L’ex Ilva chiede la cassa integrazione per quasi 4mila lavoratori. Acciaierie d’Italia, in amministrazione straordinaria, ha comunicato ai sindacati la domanda, che riguarda in tutto 3.926 addetti, tra i quali 3.538 dello stabilimento di Taranto. La mossa arriva dopo il dimezzamento della produzione seguito al sequestro disposto dalla Procura dell’altoforno 1, dove il 7 maggio si è verificato un grave incendio dovuto allo scoppio di una tubiera. La cig è stata chiesta anche per 178 lavoratori di Genova, 165 di Novi Ligure e 45 di Racconigi.

La decisione dell’azienda era stata anticipata questa mattina dal ministro per le Imprese, Adolfo Urso, durante un’intervista a Radio24. “Avevamo detto che era necessario fare le attività di messa in sicurezza dell’impianto. Purtroppo, l’autorizzazione è stata data troppo tardi e ha compromesso l’attività produttiva, cioè l’altoforno 1. Questo vuol dire che non ci sarà più la possibilità di riprendere un livello produttivo significativo come previsto nel piano industriale, che avrebbe portato alla piena decarbonizzazione degli impianti mantenendo una fase di transizione produttiva e quindi anche occupazionale”, ha detto Urso. Per quanto riguarda la cessione dell’impianto, messa potenzialmente a rischio dallo stop dell’altoforno 1, il ministro ha precisato che il negoziato con gli azeri “è in corso, è giunto ai nodi cruciali, noi andiamo avanti con chiarezza, ci auguriamo che tutti collaborino”.

Sindacati e opposizioni sulle barricate

Dalla Cgil è già arrivata una secca replica: le responsabilità non ricadano di nuovo sui lavoratori. “La Fiom-Cgil non accetterà percorsi di cassa integrazione senza alcuna chiarezza sulle prospettive future dell’ex Ilva – ha detto il coordinatore nazionale siderurgia per Fiom-Cgil, Luigi Scarpa –. Non può essere che i lavoratori ancora una volta paghino le conseguenze dell'incapacità di far partire la decarbonizzazione degli impianti.
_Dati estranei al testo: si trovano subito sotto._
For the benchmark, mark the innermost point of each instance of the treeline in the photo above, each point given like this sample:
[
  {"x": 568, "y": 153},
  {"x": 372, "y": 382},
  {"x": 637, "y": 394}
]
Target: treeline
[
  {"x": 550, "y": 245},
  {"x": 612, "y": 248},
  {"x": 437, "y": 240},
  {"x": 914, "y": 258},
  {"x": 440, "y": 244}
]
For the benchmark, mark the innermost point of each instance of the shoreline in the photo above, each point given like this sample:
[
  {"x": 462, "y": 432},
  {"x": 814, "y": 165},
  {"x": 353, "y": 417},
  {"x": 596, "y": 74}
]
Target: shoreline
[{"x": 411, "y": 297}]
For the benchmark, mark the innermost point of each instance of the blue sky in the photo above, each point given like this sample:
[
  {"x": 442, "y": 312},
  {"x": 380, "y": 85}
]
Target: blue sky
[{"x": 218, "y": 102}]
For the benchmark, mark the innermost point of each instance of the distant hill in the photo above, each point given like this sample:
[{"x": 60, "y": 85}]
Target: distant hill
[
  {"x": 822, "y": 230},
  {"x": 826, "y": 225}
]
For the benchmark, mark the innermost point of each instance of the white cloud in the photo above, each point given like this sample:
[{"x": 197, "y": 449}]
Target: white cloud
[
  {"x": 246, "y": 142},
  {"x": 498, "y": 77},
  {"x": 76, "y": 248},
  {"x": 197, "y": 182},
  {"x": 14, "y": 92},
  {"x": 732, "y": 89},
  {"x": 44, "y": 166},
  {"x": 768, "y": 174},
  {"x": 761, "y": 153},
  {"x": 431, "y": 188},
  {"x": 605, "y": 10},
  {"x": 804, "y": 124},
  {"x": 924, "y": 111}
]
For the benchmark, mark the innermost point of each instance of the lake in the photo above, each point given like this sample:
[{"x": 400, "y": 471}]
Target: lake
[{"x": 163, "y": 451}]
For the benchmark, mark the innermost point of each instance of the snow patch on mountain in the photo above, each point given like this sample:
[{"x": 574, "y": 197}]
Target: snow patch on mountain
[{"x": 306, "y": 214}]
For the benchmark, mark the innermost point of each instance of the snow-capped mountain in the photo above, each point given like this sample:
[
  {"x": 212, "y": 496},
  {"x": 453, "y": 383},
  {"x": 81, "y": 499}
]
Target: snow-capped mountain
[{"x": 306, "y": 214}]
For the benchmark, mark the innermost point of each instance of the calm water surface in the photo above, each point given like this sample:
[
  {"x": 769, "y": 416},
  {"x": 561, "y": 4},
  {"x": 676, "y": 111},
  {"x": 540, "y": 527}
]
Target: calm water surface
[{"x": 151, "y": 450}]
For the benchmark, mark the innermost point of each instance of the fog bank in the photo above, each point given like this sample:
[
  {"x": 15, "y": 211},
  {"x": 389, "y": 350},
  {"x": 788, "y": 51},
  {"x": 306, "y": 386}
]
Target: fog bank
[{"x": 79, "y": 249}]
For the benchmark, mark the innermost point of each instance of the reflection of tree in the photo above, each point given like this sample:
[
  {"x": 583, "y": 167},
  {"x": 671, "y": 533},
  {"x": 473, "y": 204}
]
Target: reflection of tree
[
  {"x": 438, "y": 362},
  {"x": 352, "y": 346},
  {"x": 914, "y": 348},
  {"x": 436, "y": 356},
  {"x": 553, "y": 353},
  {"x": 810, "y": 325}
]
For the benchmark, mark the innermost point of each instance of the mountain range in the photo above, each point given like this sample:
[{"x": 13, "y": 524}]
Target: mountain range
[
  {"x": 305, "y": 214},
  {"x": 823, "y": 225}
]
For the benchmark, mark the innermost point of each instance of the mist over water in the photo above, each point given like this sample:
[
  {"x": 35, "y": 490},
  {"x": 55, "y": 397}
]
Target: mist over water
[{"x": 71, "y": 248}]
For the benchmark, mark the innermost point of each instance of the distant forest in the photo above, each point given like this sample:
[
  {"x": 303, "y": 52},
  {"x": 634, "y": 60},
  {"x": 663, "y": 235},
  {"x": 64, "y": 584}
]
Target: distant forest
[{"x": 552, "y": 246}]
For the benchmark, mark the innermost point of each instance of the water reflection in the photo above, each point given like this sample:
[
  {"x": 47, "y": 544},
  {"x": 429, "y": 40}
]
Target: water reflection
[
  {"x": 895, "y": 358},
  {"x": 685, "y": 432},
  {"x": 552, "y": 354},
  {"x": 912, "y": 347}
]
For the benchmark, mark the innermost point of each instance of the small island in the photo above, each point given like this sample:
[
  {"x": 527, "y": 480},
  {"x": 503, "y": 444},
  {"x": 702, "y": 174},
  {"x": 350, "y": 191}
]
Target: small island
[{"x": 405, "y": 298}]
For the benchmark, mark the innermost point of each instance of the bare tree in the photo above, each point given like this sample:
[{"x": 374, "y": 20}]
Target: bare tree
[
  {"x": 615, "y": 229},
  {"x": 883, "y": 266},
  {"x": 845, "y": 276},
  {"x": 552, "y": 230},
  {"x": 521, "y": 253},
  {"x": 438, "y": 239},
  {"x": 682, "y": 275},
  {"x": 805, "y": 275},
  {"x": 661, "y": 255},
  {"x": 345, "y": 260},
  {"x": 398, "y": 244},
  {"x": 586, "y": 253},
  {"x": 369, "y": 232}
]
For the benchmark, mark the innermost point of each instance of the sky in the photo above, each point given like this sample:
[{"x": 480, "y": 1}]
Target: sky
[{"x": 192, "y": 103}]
In questo modo si mettono in discussione tutte le tutele salariali, occupazionali e di messa in sicurezza dei lavoratori e degli impianti, che abbiamo conquistato nei precedenti accordi”. E ancora: “Da mesi diciamo che le risorse non sono state garantite in modo sufficiente ad assicurare il piano di ripartenza e ora non può essere che la soluzione sia collocare i lavoratori in cassa integrazione chissà per quanto tempo. Per quel che ci riguarda va contrastato questo percorso unilaterale. Ne discuteremo con i lavoratori e le altre organizzazioni sindacali”. Raffaella Paita, capogruppo al Senato di Italia Viva, punta il dito contro l’esecutivo di Giorgia Meloni: “La situazione dell’ex-Ilva di Taranto è ormai drammatica. Vi sono gravi responsabilità del governo e di Urso per questa crisi. Con che faccia il ministro adesso viene a dirci che di fatto l’azienda va verso la chiusura e ci saranno altra cassa integrazione e la perdita di altri posti di lavoro? È gravissimo, Urso si dovrebbe dimettere”. Molto duro anche il leader di Azione Carlo Calenda: “L’ultima possibilità per Ilva era l'accordo blindato con Mittal fatto saltare dai 5S-PD-IV (che poi ci hanno fatto una società insieme) con la complicità di media, politica locale, magistratura e sindacati. Ora si tratta solo di capire quanti miliardi di euro butteremo prima di chiuderla ufficialmente. Poi ci saranno 15 miliardi di bonifiche da fare. Ma c’era da accontentare la Lezzi dopo le elezioni europee. Ci meritiamo un meteorite”.

Grane europee

La scorsa settimana, l’ex Ilva di Taranto è finita al centro anche di una nuova procedura d’infrazione della Commissione europea nei confronti dell’Italia. Bruxelles ha inviato infatti una lettera di costituzione in mora per non aver recepito la direttiva Ue sulle emissioni industriali. «L’Italia non garantisce che l’impianto operi in conformità con la normativa dell’Ue sulle emissioni industriali, con gravi conseguenze per la salute umana e l’ambiente», ha spiegato l’esecutivo comunitario in una nota. L’invito, dunque, è di adeguarsi al più presto ai limiti europei per proteggere la salute degli abitanti e il territorio di Taranto. L’Italia ha due mesi per rispondere, altrimenti la Commissione potrà procedere con un parere motivato e portare avanti l’iter di infrazione.